Govt moves to block doctors’ migration

Source: Govt moves to block doctors’ migration | The Standard

BY Phyllis Mbanje

SENIOR doctors have slammed the Health ministry for trampling on the Health Professions Act by throwing thorns into their path to stop them from looking for greener pastures.

This follows an announcement by Vice-President Constantino Chiwenga, who is also Health minister, that doctors intending to go abroad for work will now be required to pay US$200 for a clearance certificate signed by the Medical and Dental Practitioners Council of Zimbabwe (MDPCZ).

But the doctors, through their representative body, the Senior Hospital Doctors Association (SHDA), have raised issue with the new condition, charging that they are being punished for merely demanding better wages and personnel protective equipment (PPE).

The doctors, who have been on strike for several months now, also said currently the MDPCZ was not constituted as new members of the MDPCZ were yet to be sworn in. The term of the MDPCZ council expired on July 31 this year.

“The councillors are responsible for setting up rules of the council and to oversee its operations including the issuing of certificates of good standing. They never amended the rules.”

The doctors claimed that the inauguration of the council members had been delayed because the Health minister was said to be “too busy “with other matters. They, therefore, have not even convened a meeting.

“They, therefore, have not officially made any amendments to any rules. The changes that are purportedly being done at the MDPCZ are actually not being done by council. It is all coming from an office at the health ministry whose certainty is undisputed. These changes are null and void,” said the SHDA.

Some of the changes include the signing of the certificate of good standing which is now supposed to be signed by three people including the hospital clinical director, provincial medical director or medical superintendent, followed by the director of curative services in the Health ministry.

When this process is complete the application is submitted to the ministry’s permanent secretary for the final greenlight.

A certificate of good standing (CGS) is a document issued by a professional body to a sister professional body as clearance for a colleague with no hanging disciplinary issues regarding patient care and relations with colleagues.

“The CGS is never issued by a government anywhere in the world. The minister only administers the act that governs the operations of the professional body.

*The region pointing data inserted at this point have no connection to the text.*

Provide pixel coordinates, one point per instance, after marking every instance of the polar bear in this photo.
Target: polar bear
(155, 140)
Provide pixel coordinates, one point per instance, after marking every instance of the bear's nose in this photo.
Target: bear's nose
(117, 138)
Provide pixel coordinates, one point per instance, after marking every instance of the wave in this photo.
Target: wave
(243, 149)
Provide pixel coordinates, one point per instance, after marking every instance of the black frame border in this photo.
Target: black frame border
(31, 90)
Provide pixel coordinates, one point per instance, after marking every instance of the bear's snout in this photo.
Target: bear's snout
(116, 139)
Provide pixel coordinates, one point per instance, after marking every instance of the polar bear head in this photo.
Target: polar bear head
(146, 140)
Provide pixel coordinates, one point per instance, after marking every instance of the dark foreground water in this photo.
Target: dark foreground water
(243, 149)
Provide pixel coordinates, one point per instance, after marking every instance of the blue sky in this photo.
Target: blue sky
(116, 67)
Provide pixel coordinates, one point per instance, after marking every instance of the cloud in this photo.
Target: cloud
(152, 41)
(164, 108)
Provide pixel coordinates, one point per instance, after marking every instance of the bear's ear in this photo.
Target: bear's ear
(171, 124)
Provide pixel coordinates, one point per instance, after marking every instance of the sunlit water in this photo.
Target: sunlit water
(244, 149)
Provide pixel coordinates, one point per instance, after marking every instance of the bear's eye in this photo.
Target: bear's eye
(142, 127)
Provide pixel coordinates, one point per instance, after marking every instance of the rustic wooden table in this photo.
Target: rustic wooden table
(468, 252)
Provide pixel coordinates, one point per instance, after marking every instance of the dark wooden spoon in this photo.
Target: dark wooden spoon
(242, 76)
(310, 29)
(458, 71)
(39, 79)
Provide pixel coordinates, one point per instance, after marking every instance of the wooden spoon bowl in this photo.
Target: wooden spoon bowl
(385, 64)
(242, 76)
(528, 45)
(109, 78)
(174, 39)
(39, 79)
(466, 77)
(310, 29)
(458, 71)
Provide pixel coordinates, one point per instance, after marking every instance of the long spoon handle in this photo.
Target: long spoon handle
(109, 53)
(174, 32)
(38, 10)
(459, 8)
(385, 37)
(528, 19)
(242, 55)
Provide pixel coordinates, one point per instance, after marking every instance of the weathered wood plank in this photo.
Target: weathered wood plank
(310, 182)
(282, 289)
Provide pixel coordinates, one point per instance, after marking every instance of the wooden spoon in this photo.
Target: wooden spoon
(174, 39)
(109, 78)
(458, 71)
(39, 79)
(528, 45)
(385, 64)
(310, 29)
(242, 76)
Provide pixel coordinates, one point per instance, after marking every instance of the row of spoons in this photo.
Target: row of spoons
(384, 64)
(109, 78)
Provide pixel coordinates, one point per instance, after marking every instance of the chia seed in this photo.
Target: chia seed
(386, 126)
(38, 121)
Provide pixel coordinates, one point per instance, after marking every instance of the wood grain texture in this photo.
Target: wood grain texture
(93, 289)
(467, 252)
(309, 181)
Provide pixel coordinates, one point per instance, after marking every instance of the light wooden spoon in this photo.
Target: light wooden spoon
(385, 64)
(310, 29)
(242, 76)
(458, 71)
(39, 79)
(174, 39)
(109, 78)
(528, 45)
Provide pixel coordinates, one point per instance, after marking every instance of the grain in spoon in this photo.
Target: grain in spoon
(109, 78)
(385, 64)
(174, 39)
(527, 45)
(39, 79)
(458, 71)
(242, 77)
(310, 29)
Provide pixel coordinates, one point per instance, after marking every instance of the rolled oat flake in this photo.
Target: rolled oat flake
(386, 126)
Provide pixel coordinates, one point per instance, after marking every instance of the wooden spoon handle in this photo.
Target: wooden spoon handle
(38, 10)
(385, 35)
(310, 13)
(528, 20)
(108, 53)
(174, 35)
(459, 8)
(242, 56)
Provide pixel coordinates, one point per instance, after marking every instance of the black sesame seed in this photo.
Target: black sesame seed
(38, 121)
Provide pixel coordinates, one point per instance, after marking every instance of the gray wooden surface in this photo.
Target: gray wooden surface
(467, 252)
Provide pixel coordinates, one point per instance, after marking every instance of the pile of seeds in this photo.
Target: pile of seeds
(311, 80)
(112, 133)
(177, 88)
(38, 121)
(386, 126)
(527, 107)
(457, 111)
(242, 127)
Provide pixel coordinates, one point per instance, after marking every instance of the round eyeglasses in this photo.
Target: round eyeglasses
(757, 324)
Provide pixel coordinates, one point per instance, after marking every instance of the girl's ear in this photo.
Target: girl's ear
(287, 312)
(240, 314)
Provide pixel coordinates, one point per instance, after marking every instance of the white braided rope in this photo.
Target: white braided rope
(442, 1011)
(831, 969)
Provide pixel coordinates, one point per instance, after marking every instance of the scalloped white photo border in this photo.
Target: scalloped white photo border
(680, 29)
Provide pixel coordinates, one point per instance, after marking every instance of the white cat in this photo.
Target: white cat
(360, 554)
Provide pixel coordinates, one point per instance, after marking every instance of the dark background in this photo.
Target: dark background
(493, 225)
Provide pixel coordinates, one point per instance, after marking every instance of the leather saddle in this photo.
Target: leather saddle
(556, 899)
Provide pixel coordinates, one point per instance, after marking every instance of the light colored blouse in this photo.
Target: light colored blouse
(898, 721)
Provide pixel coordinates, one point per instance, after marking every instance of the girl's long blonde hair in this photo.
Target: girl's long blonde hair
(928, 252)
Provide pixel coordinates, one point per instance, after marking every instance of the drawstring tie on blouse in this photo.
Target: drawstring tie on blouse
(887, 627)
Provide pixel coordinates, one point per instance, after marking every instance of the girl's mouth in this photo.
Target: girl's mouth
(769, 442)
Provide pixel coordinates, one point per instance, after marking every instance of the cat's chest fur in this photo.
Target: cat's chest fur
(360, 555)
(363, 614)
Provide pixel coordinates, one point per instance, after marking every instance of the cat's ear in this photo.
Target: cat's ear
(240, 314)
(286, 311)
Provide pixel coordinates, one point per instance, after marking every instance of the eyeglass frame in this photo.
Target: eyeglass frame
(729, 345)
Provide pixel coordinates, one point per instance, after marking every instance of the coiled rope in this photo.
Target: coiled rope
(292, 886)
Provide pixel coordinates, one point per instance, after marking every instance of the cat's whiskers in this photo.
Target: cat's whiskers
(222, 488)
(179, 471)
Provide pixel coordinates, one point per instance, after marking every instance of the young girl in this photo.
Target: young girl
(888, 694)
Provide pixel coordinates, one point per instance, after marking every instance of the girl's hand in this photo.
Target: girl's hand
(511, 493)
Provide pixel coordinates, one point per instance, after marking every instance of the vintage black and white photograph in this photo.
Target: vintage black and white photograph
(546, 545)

Professional bodies are, therefore, independent bodies that practice in autonomy. CGS is never denied over labour issues,” the doctors explained.

They further said the MDPCZ determined which doctor gets a CGS and any unilateral changes to it are a blatant disregard to the rule of law.

“The Health ministry has trampled on the Health Professions Act while attempting to solve a labour dispute with doctors,” the doctors said.

The doctors said they were only asking for PPE, medicines and sundries, and a review of their wages which were now so low that many of them could no longer afford to go to work.

“Instead of providing solutions, the government has decided to throw away the books of the laws of the land.”

The doctors explained that sister medical organisations intending to accept visiting or relocating doctors from Zimbabwe have been depending on the CGS.

“The registering authority has been invaded and until this issue is resolved the system has been poisoned to block migration,” the doctors charged.

They suggested that the only safe way to get a CGS devoid of political influence was to get two senior doctors’ signatures as has always been the case in Zimbabwe.

“Outside of that, reference letters from senior doctors of repute should be enough. The rule of law must be restored,” they said.

The Health minister has also forced the University of Zimbabwe to immediately drop studies in three critical programmes at the school of medicine.

Registrars enrolled for the University of Zimbabwe’s Masters of Medicine and Masters of Obstetrics and Gynaecology programmes are no longer allowed to access public hospitals, and the university has suspended classes for the programmes with immediate effect.